The show at CenturyLink Field Sunday night was part political rally, part church revival, and all dramatic, cinematic, performance art. The show started with drummer Larry Mullen, Jr. strolling down hundreds of feet (of a stage painted to look like THE Joshua Tree), to kick off the start of the show with the military rhythm of War’s “Sunday Bloody Sunday.” It was an instant pleaser, and had the crowd singing along to every word. This moment, like the entire show, was cinematic storytelling at its finest.
The band told their story via favorites from War and The Unforgettable Fire building up to an entire chronological set of their most popular effort on its 30th anniversary, The Joshua Tree.
First and foremost, what first appeared to be plywood turned out to be as close to an IMAX screen as some could imagine: hundreds of feet of high-def screen that revealed the fantastic new film of a desert-scape by Anton Corbijn (the artist behind the cover of the album) as commissioned by the band. It's truly not hyperbole to state that the screen was visually stunning and as epic as the band’s music.
I’ve always felt the band was misunderstood in that those who disliked the band didn’t understand why the band was... well, what they were; theater, as well as, rock, and art, and a vehicle for social change.
To me it was clear that they had made a choice early on to be more, to stretch the extremes of rock via Bono’s on-stage bravado, dramatic readings of lyrics, etc. Yet many missed the amazing art propelled through these recordings in the mid-to-late-'80s, shepherded by producers Brian Eno and Daniel Lanois. If one was to focus on Bono’s theatrical presence without understanding why he chose to go that route, you might miss their soaring melodies, ambient soundscapes, ground-breaking guitar sounds, and a back beat from quite possibly the most underrated rhythm section in the history of rock.
Recorded after the band had toured extensively throughout the US in support of their previous release The Unforgettable Fire, The Joshua Tree was a reaction to a country (our country!) they were attempting to understand and reflect through music. Thirty years later, here in Seattle, Bono singing lines from Simon and Garfunkel’s “America” amidst The Unforgettable Fire’s “A Sort of Homecoming” set the table for what was to be a return to something older that felt new.

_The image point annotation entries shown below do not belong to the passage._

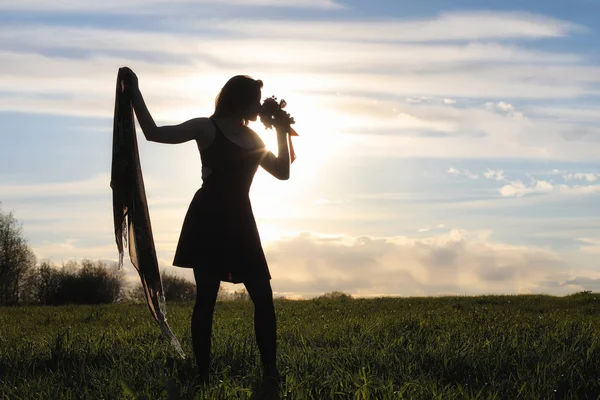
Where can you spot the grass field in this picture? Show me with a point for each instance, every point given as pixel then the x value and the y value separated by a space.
pixel 505 347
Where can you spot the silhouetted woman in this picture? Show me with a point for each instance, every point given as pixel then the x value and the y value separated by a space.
pixel 219 238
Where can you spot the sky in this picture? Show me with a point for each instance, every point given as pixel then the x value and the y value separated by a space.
pixel 445 148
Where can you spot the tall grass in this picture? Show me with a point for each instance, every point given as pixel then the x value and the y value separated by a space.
pixel 504 347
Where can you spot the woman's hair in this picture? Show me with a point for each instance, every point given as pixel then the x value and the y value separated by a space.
pixel 237 97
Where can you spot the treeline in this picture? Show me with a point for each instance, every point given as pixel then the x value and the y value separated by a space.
pixel 98 282
pixel 23 281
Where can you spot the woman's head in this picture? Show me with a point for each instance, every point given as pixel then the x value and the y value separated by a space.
pixel 239 98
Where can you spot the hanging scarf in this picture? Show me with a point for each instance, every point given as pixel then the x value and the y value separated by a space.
pixel 130 209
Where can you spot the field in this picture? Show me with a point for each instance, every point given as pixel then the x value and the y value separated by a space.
pixel 504 347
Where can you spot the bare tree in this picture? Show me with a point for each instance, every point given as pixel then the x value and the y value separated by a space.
pixel 16 261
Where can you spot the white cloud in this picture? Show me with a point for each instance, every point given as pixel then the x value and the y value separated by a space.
pixel 469 26
pixel 466 172
pixel 579 189
pixel 589 176
pixel 505 108
pixel 456 262
pixel 519 189
pixel 496 175
pixel 161 6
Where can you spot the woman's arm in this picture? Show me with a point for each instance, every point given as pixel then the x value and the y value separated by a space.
pixel 170 134
pixel 279 166
pixel 162 134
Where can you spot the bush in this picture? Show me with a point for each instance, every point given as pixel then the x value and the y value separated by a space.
pixel 335 295
pixel 90 283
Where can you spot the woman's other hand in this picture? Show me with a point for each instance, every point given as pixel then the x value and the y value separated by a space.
pixel 130 81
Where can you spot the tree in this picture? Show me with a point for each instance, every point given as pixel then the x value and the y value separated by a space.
pixel 92 283
pixel 178 288
pixel 16 261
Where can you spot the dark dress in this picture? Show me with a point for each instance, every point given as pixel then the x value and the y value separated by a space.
pixel 219 236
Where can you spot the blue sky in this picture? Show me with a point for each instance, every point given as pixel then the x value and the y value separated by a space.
pixel 447 147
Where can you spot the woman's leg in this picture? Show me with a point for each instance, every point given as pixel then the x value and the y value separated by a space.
pixel 265 324
pixel 206 296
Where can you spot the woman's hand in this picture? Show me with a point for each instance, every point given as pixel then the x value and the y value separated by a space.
pixel 282 121
pixel 131 81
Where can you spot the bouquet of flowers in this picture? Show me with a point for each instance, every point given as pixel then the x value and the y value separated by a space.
pixel 272 114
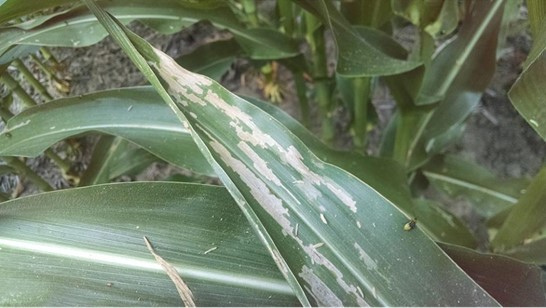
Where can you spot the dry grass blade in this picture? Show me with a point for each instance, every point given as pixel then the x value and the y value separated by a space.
pixel 183 289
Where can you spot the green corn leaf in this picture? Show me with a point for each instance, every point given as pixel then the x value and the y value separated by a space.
pixel 85 247
pixel 459 178
pixel 527 219
pixel 511 282
pixel 124 113
pixel 441 225
pixel 330 234
pixel 527 93
pixel 113 157
pixel 212 60
pixel 356 56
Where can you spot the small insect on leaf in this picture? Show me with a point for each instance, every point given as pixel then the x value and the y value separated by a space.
pixel 410 225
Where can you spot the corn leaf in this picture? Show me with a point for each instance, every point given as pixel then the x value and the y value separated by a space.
pixel 527 218
pixel 133 115
pixel 330 234
pixel 357 57
pixel 112 157
pixel 527 93
pixel 459 178
pixel 511 282
pixel 84 247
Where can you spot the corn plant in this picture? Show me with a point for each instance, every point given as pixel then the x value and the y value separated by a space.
pixel 295 222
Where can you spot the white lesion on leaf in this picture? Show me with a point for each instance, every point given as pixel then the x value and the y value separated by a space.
pixel 323 295
pixel 368 261
pixel 179 78
pixel 194 88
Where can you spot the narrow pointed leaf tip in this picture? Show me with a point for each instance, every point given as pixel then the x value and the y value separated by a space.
pixel 183 290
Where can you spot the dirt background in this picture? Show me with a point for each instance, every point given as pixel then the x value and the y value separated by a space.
pixel 496 137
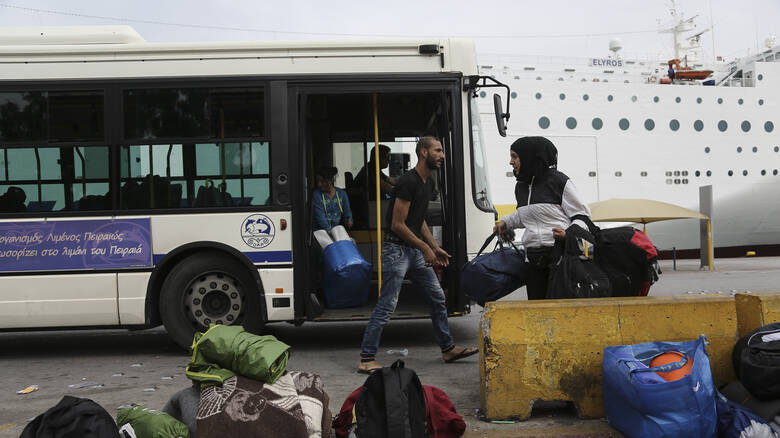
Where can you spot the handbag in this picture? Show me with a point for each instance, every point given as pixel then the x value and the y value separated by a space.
pixel 572 275
pixel 488 277
pixel 640 407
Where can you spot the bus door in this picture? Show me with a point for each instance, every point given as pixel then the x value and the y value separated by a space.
pixel 335 127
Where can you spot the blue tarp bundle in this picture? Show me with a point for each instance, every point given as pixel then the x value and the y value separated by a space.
pixel 346 277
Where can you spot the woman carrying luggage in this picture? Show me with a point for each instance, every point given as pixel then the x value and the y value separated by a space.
pixel 546 199
pixel 331 204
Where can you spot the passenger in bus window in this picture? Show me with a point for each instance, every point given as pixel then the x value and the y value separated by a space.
pixel 546 199
pixel 369 171
pixel 331 204
pixel 410 249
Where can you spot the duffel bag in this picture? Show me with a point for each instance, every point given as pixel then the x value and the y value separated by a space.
pixel 494 275
pixel 645 408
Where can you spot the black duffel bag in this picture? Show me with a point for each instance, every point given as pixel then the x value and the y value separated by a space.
pixel 756 359
pixel 573 275
pixel 488 277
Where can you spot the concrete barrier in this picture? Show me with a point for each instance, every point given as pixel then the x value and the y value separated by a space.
pixel 756 310
pixel 552 349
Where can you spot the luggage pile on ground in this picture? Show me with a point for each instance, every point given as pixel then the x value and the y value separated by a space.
pixel 665 389
pixel 346 275
pixel 392 403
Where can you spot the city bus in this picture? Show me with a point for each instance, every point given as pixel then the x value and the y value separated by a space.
pixel 166 183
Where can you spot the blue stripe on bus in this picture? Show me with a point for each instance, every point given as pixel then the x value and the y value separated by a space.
pixel 254 256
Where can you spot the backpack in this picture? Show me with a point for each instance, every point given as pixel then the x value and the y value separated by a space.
pixel 756 359
pixel 627 256
pixel 391 404
pixel 494 275
pixel 73 417
pixel 573 275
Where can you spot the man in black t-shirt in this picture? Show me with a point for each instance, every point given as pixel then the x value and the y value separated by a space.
pixel 410 248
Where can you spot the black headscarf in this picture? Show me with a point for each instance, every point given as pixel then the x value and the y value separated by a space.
pixel 537 156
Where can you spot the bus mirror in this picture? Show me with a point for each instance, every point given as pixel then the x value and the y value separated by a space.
pixel 498 108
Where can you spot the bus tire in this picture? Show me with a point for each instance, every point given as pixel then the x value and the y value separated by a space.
pixel 202 289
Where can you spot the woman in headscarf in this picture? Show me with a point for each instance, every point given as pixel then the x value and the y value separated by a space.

For me, the finest moments of this set were also my favorites from the album. The cutting bombast of “Bullet the Blue Sky,” the brooding slow burn of “With or Without You,” the melodic intensity of “In God’s Country,” but I also found myself lifted when the band was joined by Pearl Jam’s Eddie Vedder and opening act Mumford and Sons on the album’s finale, “Mothers of the Disappeared,” a song that smartly turns the political personal, revealing a message that feels as important today as it did 30-years ago.
It was my daughter, Violet, age 15, who I felt summed the show up best. “That was one epic song after another.”
Thirty years later, a 15-year-old was right.